The one you can’t get out of your head

I’ve been working on a novel for several years now. My writing process has been filled with fits and spurts of frantic production, and periods of rejecting the project all together (sometimes for more than a year). I’ve often referred to this novel as the project that I get to make all my mistakes on before moving onto something brilliant. But I cringe slightly at the metaphor, because I truly believe there’s still something in this book that is wonderful and extraordinary. There’s just a certain tone to the way the scenes play and the way the environmentals build that feels like nothing else I’ve written or read. Every time I try to put it aside and buckle down on other projects, I just can’t help but come back to it. My personal black hole.

It’s hard to stay motivated on the project. I’ve had several mental setbacks, most often dealing with real-world news events that so closely mirror some of the elements in the book that I worry about how it would be accepted, if it would be too gauche so close to a tragic event. I worry about whether it’s even possible to publish the book, since several of my naming conventions have recently been used in other media to describe similar entities or elements in the book…that I came up with in 2007 (grrr).
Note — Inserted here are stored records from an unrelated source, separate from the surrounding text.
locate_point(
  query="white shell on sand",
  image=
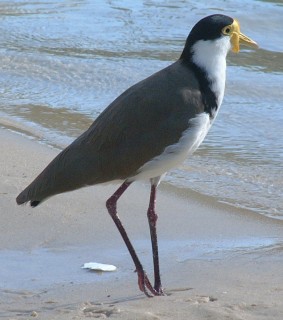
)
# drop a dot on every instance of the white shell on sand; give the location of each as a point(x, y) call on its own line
point(99, 266)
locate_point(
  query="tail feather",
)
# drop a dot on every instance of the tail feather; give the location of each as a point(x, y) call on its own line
point(24, 198)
Either of these things can be handled with care and sensitivity – adjusting the story slightly, or simply having faith that the fictional elements of the plot are strong enough to compensate for what now seems like reliance on reality.

It’s also hard to know how to approach the book again after having shelved it for so long. It’s nearly 70,000 unedited words, still missing a completed climax and ending. A monster of a manuscript. The plot is gnarled and twisted after so many revisions that a massive retooling and restructuring is needed before I can fit those fantastic scenes and elements where they really need to be. Sometimes it feels like I’m trying to cram so much information and so much action into this one novel that it needs a prequel for the reader to make sense of it all, or to even become invested in the characters. But that’s not right either – I just need to find a way to charge the scenes with background and engagement every step of the way.
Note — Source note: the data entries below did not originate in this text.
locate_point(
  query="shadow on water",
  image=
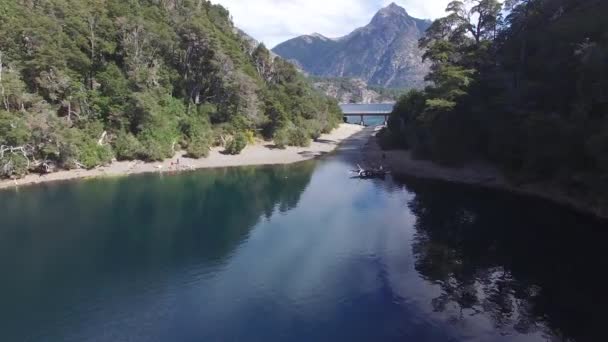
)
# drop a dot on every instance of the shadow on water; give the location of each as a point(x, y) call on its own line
point(528, 266)
point(96, 239)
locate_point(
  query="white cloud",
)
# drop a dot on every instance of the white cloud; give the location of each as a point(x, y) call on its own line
point(274, 21)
It’s been helpful recently to get back into reading other novels and short stories (which I rarely do when I have the time to sit down and write). I’ve been able to step back and consider some of the elements of my plot that come off as too familiar, tropes that have been used too frequently in the exact same plot outlines. It’s a lovely challenge for me, something that keeps my mind dreaming and scheming during swim practice and play dates and the monotony of second trimester bed rest with this pregnancy.

Telling my husband that I’m working on it again is almost painful – I avert my eyes from his predictable sigh of exasperation each time that he discovers I’m taking the plunge yet again. He’s my most ardent supporter, my sounding board, the one who picks up the pieces when I’m falling apart in misery over something that’s just not working. It’s like admitting to a regression for a terrible habit that we both thought I put behind me long ago. I think the angst and agony over this project is rooted in the length of its presence in our lives, the fact that it’s my first novel, and that it’s a story that we both really love that just hasn’t found the right form yet.

I fortify myself to dive back into the stygian depths with an ample amount of Trader Joes peanut brittle and large quantities of ginger ale (about all my pregnant stomach can handle). Please ensure a ready supply of wiggly, squirmy, giggly “Mama Hugs” from the four year old are available to sustain motivation and forward progress.